What we say, what we write or what we do in our interactions with others can always be viewed in at least three ways.
Until very recently, it was usually the third party to any experience or event which would be the best bet on introducing forgiveness and understanding when something was misunderstood or taken badly by either key party, whatever the circumstances happened to be in between.
Not only seeing, but respecting the reality of a bigger picture is something that in conversation, experiences and life in general, older generations once took for granted.
Young people, or ‘millennials’, as our unforgiving media as now branded them, are unlikely to recall the time when there was an alternative, yet unspoken rule. An acceptance that hanging reality upon just a word or a sentence wasn’t an appropriate call.
Communication was a sum game. Understanding something was all about the way that the words are said. Where and when they had been used. The backdrop which stood behind them and a whole picture made up of many different things, which together added up to something different.
The truth is often much greater than the sum of all parts and usually much much more.
Today we experience and endure something completely different. A selective form of deliberate, yet increasingly conditioned non-understanding. A way to make anyone or anything we disagree with well and truly wrong, in an attempt to unwittingly mislead others and influence the way that other people will think.
Culturally we are now attuned to look for anything that’s wrong with any point of a message, no matter how isolated it might be. We do so, rather than hearing and making a conclusion upon the content of all of that message, where determining our interpretation of the outlook or principle, and whether the direction of travel might provide a meaningful level of insight.
This is not even the preserve of the amateur, uneducated or unskilled.
Even writers, journalists and opinionators, the professional wordsmiths are now closed in their reasoning when it comes to studying the words, social media interactions, and interviews of the people that the truly objective would know better than to despise.
They do so not for the measure of the content, but for the mix of words which can be used to wrong the speaker, who will often have blundered into this trap unwittingly, no knowing they have fallen into an elephant trap built with malevolence which will soon revisit them in the form of a very dark surprise.
This habit has already destroyed careers. It has been used to change discourse. To eliminate realities which would benefit us all. It has become little more than a lesson in how to become professionally mean.
The opposite of this behaviour was once known freely as the Principle of Charity.

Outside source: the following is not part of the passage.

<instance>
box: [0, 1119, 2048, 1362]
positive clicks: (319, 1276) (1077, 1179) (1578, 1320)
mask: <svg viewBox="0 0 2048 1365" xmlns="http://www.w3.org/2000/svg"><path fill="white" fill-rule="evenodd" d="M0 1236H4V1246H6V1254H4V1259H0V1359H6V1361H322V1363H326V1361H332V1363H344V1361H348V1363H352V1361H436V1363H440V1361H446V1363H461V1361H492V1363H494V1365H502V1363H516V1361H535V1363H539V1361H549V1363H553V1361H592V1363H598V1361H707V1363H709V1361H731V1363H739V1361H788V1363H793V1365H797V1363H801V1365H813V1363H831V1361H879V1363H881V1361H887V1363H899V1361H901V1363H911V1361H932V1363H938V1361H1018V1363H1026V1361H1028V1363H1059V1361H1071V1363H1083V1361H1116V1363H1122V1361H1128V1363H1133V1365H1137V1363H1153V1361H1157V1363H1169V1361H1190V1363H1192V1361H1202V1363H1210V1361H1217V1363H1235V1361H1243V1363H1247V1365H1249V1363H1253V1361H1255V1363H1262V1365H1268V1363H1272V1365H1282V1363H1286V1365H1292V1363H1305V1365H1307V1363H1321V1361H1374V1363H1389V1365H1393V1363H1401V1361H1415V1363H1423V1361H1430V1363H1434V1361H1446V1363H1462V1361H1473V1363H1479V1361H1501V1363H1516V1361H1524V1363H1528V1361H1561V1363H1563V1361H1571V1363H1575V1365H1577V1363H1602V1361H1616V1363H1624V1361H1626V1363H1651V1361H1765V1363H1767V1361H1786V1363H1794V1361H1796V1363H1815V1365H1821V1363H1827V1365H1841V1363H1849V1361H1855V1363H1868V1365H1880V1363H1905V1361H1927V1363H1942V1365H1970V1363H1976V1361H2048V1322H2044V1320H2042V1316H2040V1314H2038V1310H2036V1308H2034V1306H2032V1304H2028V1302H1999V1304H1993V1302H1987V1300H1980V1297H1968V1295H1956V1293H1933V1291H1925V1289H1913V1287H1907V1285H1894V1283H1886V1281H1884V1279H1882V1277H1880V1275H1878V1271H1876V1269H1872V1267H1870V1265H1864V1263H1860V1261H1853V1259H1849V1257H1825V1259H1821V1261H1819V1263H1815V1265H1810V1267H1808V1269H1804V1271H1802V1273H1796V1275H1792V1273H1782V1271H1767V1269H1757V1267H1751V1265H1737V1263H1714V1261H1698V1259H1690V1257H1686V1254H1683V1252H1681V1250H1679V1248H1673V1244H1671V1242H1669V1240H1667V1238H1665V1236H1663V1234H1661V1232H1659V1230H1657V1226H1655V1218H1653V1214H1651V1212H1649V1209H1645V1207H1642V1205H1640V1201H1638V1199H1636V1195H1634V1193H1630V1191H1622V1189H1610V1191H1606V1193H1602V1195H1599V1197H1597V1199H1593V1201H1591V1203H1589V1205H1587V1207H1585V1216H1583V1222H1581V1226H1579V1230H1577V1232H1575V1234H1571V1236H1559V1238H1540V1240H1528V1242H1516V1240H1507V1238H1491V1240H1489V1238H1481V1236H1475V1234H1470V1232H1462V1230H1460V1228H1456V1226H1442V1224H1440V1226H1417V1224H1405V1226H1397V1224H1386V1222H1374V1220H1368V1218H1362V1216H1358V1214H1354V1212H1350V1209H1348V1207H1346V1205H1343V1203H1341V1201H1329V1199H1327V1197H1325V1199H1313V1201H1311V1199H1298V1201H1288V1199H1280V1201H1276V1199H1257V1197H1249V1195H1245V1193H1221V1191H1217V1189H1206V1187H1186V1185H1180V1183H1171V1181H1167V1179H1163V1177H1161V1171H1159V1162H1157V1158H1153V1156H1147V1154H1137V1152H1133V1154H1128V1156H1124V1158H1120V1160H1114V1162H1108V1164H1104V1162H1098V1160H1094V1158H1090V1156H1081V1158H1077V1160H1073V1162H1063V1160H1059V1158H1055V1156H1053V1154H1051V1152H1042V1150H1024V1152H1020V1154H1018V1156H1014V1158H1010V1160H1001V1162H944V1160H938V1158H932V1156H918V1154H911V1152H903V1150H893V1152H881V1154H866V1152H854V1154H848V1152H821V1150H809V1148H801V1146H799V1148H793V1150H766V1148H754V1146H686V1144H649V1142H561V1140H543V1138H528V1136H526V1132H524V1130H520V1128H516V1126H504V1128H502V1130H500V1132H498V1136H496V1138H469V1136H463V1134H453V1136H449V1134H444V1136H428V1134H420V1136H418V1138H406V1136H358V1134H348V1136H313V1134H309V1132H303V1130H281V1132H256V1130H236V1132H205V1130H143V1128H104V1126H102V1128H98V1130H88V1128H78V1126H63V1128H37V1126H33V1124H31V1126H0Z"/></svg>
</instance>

And we would all do well to refresh ourselves with what the Principle of Charity actually means.
For when the time comes that we find ourselves on the receiving end of this cultural malaise which builds its own truth in a place where the genuine story has never been, we may wish that we ourselves could be in receipt of the benefit of the doubt from others. To be understood for what we have offered the world as a whole and honest picture. Rather being the target of someone’s else’s reason for being and becoming the focus which they need to apportion their own blame.
Change has the appearance of being hard, where once the first step is taken it becomes easy. Instead of looking for change to come from others, we have to accept that genuine change comes from within.
We can begin by treating each other, as we would wish to be treated ourselves.
It may require a little more thinking, but it soon feels good and we quickly remember that the opportunities are available in every situation where everyone can walk away, having bagged a genuine win.